Interaction of immunosuppressants with HCV antivirals daclatasvir and asunaprevir: combined effects with mycophenolic acid

Figure 1 Hepatitis C virus replication is effectively inhibited by daclatasvir and asunaprevir. Huh7-ETluc cells were cultured with increasing concentrations of DCV (A) or ASV (B). The luciferase activity in these cells is a direct measure of HCV replication.
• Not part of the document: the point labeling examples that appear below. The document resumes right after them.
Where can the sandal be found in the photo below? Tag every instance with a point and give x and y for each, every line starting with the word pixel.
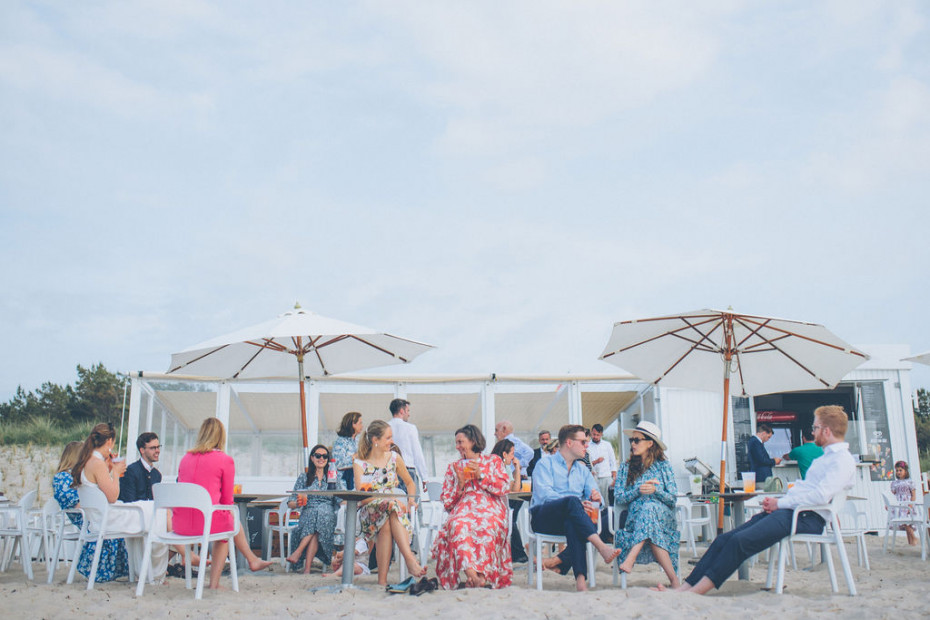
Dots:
pixel 403 587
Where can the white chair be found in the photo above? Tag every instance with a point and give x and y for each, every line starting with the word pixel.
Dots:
pixel 100 519
pixel 536 541
pixel 282 528
pixel 194 496
pixel 854 524
pixel 14 533
pixel 66 532
pixel 831 536
pixel 905 513
pixel 690 520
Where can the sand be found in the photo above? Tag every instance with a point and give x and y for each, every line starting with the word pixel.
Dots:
pixel 894 588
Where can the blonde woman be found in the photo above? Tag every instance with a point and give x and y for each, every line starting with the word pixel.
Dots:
pixel 379 469
pixel 114 561
pixel 207 465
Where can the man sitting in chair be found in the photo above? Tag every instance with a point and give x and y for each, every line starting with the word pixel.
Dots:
pixel 832 473
pixel 561 492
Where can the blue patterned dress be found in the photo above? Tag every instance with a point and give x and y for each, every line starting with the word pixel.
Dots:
pixel 317 517
pixel 650 517
pixel 114 561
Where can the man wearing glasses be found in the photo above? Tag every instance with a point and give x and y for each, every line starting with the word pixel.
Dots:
pixel 563 489
pixel 137 482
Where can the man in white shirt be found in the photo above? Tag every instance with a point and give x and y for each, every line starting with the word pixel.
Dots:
pixel 407 438
pixel 604 468
pixel 828 475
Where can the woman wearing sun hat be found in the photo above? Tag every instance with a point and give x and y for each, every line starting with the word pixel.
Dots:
pixel 646 486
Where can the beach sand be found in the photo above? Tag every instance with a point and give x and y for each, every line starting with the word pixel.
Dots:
pixel 895 588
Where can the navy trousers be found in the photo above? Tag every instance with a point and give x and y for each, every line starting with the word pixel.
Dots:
pixel 566 517
pixel 732 548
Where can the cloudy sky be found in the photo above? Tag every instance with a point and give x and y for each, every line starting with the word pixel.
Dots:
pixel 501 179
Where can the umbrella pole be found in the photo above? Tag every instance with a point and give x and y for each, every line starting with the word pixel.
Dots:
pixel 303 409
pixel 723 445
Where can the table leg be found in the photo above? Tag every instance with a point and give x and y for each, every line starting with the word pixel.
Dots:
pixel 739 517
pixel 348 556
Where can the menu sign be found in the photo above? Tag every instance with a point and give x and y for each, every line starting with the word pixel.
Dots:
pixel 877 440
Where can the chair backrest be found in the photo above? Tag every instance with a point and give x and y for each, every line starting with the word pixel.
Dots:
pixel 94 503
pixel 182 495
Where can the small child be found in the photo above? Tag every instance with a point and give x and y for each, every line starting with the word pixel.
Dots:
pixel 904 490
pixel 361 548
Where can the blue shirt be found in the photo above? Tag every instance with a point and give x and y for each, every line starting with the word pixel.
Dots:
pixel 552 479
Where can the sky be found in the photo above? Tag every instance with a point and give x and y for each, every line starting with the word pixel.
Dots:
pixel 503 180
HCV replication was significantly inhibited by 0.01 and 0.1 nmol/L DCV and 1 and 10 nmol/L ASV (mean of 13 independent experiments performed in triplicate, P < 0.001 Mann-Whitney test); The luciferase signal in Huh7-PGK-luc cells, stably expressing luciferase, was not affected by any concentration of DCV (C) or ASV (D), indicating that the observed effect in HUh7-ETluc is not due to non-specific inhibition of luciferase (mean of 7 experiments performed in triplicate); HCV replication in the infectious JFH model was effectively inhibited by DCV (E) at all tested concentrations (mean of 4-6 independent experiments measured in duplicate, P = 0.004 for 0.01 nmol/L DCV, P = 0.11 for 0.05 nmol/L DCV and P = 0.007 for 0.1 nmol/L DCV), as well as by 5 nmol/L and 10 nmol/L ASV (F) (mean of 4-6 independent experiments measured in duplicate, P = 0.01 for 5 nmol/L ASV and P = 0.007 for 10 nmol/L ASV). HCV: Hepatitis C virus; DCV: Daclatasvir; ASV: Asunaprevir; MPA: Mycophenolic acid; DAAs: Direct acting antivirals.